Tuesday, June 13, 2006

I can feel me falling....

There's that rut I've fallen into.

You know that one that keeps you from doing everything you've ever dreamed of because you can't say no? And I'm not sure I can get out of this particular wheel rut.

I have, yet again, taken on more than any superwoman can handle. I just wonder if this time I can stay sane while I try to work in all the things I need to do for my day job, I'm studying for a Microsoft Certification exam and it's SO HARD - I don't remember university being like this!, I've got to deal with my clients, finish up the contract I've been work in on in the big "Smoke", that means very long days, very short nights, and no time for the necessities, you know, laundry, meals, dishes, vacuuming, dusting, cutting the lawn, tidying up after everyone in my house, cleaning the kitty litter...

It really sucks when you have to wash your underwear in the sink and hang it on the shower stall because you don't have time to put on the washer and the dryer is full of those clothes you forgot to DRY when you changed the laundry last night.

And on top of all that, all I want to do is get started on writing more than two quick sentences to remind myself of an idea I had for a story to write. At this point, I'd be happy to write a paragraph, which could explain why I'm here doing this while my hubby sleeps so peacfully beside me!

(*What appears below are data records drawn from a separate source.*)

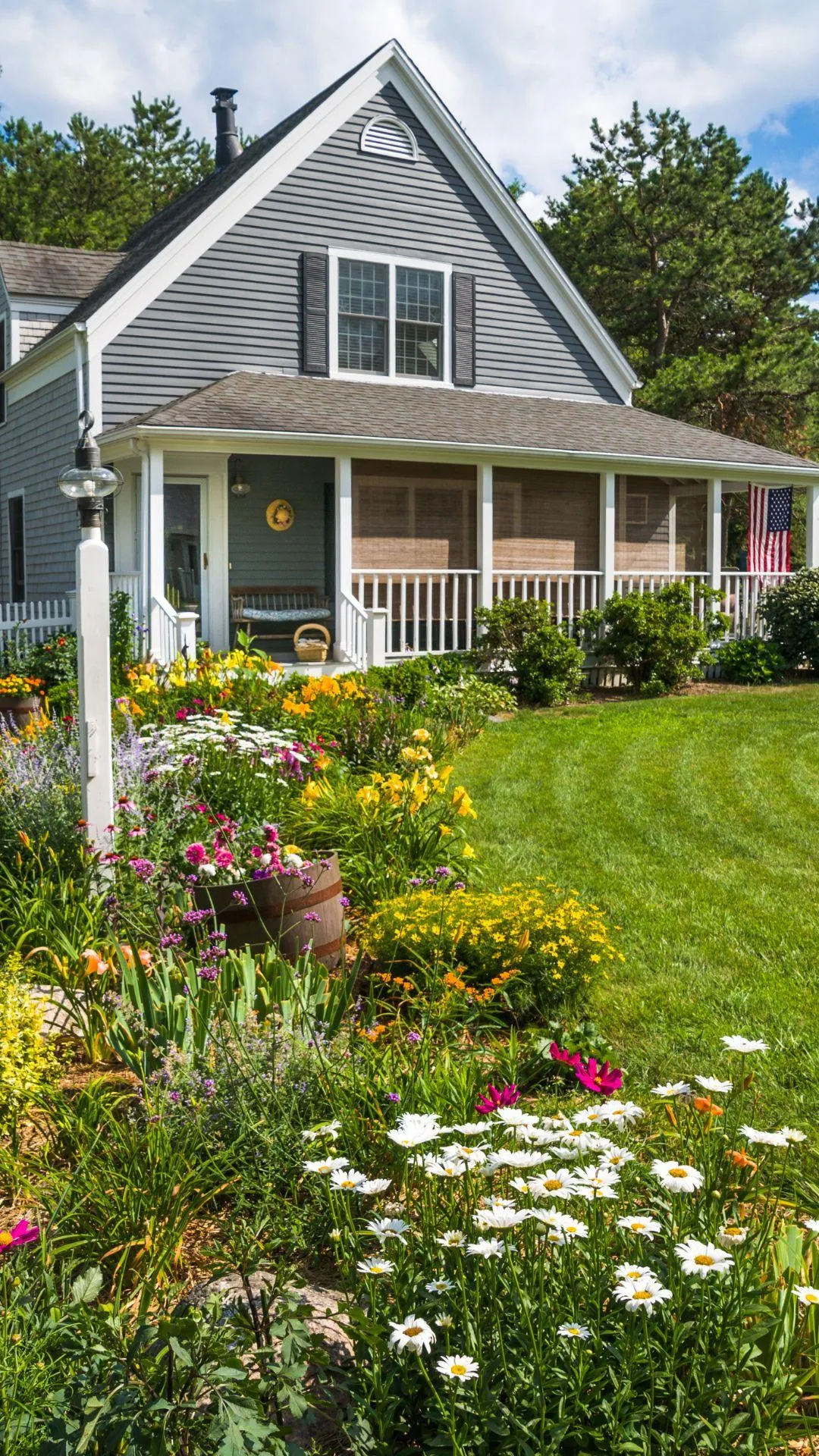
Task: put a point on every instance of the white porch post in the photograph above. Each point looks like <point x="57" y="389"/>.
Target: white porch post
<point x="812" y="526"/>
<point x="155" y="538"/>
<point x="714" y="539"/>
<point x="608" y="485"/>
<point x="343" y="542"/>
<point x="485" y="533"/>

Hey, just writing it down has made it all seem OK. It's not so bad as I imagined it to be. There is light at the end of the tunnel becuase my contract will be finished at the end of this week, school will be out and my girl will be able to do some of the light house keeping duties, hubby gets some holidays so he'll be able to help out (maybe, if he gets his ass off the chesterfield long enough!) and my work website needs updating so he better freaking get at least that done!

Ah, I feel so much better, breaking my things to do into little pieces makes it so much more manageable!